At breakfast, finding her grandfather abnormally restless, she asked him a little maliciously if he had slept all right.

“Oi’ll sleep better to-night,” he said, and chuckled a little. He seemed indeed very happy at having his treasure so well warded, and though his exuberance was alarming, she felt that the excitement of happiness was a lesser danger than that long depression of penuriousness. If the defeat of the coach had seemed to give him a second lease of life, what might not his new wealth do for him? He might really become an Old Parr, and poor Will be kept waiting till the twentieth century!

It was thus with only a moderate uneasiness that she left him, stealing with her basket to the rendezvous at the hut. In the wood she met Ravens hurrying to find breakfast, and he sang out that Martha and Will had relieved him, and that Uncle Lilliwhyte was better. As she approached the clearing, she saw the old woman come out of the hut with a bottle in her hand and a face absolutely transfigured. The whining, peevish, latter-day Martha was gone: a radiance almost celestial illumined her features—it seemed to transcend even the bonnet and to rim it with a halo. This was a woman walking not on the dead dank leaves of a frost-grey wood, but through the streets of the New Jerusalem. Behind her came Will, with a little cynical smile playing about his mouth till he espied Jinny, when his face took on the same ecstatic glow as his mother’s. Jinny could not but feel enkindled in her turn by all this spiritual effulgence, and it was three glorified countenances that met on this March morning.

“He’s broken bread with me,” breathed Martha, “and I’ve helped him put on the Saving Name.” She displayed her bottle with drops of water beaded on the mouth. She had baptized—albeit only by an unavoidable reversion to sprinkling—her first convert. The dream of years had been fulfilled at last, and the apostolic triumph had lifted her beyond humanity, fired her with a vision in which, a conquistador of faith, she was to turn all Little Bradmarsh, nay, Chipstone itself, into one vast synagogue. This were indeed the New Jerusalem. “And it was Will that led my feet,” she said, kissing him to his disconcertment. “And go where he may now, Jinny, he can’t take that away from me. And I shall always have his letter to inspire me to win other souls.” She touched the left side of her bodice, and poor Jinny, suddenly reminded that her grandfather had robbed her of her last chance of keeping Will in England, felt envious of Martha’s exalted source of consolation.

“I’ve got to go now and cook Flynt’s dinner,” said Martha. “But he won’t have much appetite for it if he’s got any right feeling left, when he hears that another man, a stranger, has been before him in the path of righteousness. Maybe you’ll write to the Lightstand, Willie, to say there’s a new brother in Little Bradmarsh.”
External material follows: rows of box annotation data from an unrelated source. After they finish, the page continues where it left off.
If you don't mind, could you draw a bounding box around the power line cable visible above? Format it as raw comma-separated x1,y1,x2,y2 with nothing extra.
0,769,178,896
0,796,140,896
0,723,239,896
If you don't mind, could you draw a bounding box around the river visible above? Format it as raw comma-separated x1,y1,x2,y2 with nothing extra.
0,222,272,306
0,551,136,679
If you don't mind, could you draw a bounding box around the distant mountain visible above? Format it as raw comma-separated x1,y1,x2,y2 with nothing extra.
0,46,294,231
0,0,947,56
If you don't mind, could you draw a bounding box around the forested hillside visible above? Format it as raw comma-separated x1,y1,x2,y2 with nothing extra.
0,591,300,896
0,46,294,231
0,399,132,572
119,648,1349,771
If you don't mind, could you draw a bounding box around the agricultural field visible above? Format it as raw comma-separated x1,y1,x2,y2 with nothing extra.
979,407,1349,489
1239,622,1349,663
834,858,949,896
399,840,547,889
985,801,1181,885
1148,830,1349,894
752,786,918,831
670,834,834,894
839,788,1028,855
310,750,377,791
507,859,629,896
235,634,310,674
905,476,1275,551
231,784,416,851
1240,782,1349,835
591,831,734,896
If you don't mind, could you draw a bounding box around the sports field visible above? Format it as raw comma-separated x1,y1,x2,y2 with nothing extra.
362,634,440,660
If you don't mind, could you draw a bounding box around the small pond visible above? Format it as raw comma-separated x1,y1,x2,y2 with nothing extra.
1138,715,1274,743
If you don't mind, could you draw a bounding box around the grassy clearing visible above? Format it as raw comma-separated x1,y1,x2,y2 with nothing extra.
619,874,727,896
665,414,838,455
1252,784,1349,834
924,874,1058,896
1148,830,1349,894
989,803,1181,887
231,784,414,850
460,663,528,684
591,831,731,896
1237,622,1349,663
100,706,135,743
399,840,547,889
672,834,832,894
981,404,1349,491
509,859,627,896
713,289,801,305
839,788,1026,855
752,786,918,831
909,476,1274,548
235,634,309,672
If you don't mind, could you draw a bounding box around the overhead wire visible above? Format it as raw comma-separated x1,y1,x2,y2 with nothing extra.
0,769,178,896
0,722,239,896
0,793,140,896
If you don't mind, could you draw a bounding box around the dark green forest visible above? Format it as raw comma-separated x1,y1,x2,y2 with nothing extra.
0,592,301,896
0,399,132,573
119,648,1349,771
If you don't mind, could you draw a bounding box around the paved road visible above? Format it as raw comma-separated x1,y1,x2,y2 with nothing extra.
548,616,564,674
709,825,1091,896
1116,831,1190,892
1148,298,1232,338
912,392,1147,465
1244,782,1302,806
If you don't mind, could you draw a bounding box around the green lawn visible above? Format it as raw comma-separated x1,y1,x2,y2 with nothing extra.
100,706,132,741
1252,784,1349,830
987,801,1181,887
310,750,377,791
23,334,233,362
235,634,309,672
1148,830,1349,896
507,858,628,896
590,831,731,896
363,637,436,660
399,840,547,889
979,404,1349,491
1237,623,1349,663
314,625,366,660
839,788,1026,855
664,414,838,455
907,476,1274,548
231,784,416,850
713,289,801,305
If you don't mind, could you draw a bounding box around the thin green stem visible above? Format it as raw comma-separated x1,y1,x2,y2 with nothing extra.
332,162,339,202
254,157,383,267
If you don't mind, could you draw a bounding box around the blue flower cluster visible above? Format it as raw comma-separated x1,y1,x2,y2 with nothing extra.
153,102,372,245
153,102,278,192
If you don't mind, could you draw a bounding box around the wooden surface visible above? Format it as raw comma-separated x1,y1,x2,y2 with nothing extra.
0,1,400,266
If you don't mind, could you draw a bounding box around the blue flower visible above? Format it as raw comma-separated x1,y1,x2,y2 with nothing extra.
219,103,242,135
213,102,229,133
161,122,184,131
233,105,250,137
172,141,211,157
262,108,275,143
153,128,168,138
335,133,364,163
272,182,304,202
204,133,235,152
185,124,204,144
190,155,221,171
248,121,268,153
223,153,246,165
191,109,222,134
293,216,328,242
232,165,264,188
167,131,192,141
“I’ll tell ’em the Ecclesia has doubled its membership,” said Will, with a faint wink at Jinny, to which the girl did not respond. “Do you think, mother,” he asked with mock seriousness, “the New Jerusalem will come down in Australia same as here?”

“Of course,” said Martha.

Again Will winked at Jinny. But she frowned and shook her head. Her study of Australia had instructed her sufficiently that it was on the other side of the globe, and she knew that Will was having fun with the idea of the golden city coming down two opposite ways at once, but she felt it criminal to break Martha’s mood, and indeed was not certain she herself understood how the Australians escaped falling off into space. Discouraged by her stern face, Will murmured he’d put his mother on the road and be back. She smiled and nodded at the promise, but her heart was heavy with a sense of inevitable partings as she went in to the lingering ancient.

The death-bed conversion was evidently a success, for she found him almost as radiant as Martha, though with a more unearthly light, while the gleaming as of dewdrops on his dishevelled hair, and the stains of damp over his bolster seemed to convict his spiritual preceptress of a dangerous recklessness. But he was probably beyond saving in any case, Jinny reflected, and what other medicine could have given him that happy exaltation? The logs roared in the stove, and all was joy and warmth that rimy morning.

“Oi’ve tarned a Christy Dolphin!” he announced jubilantly.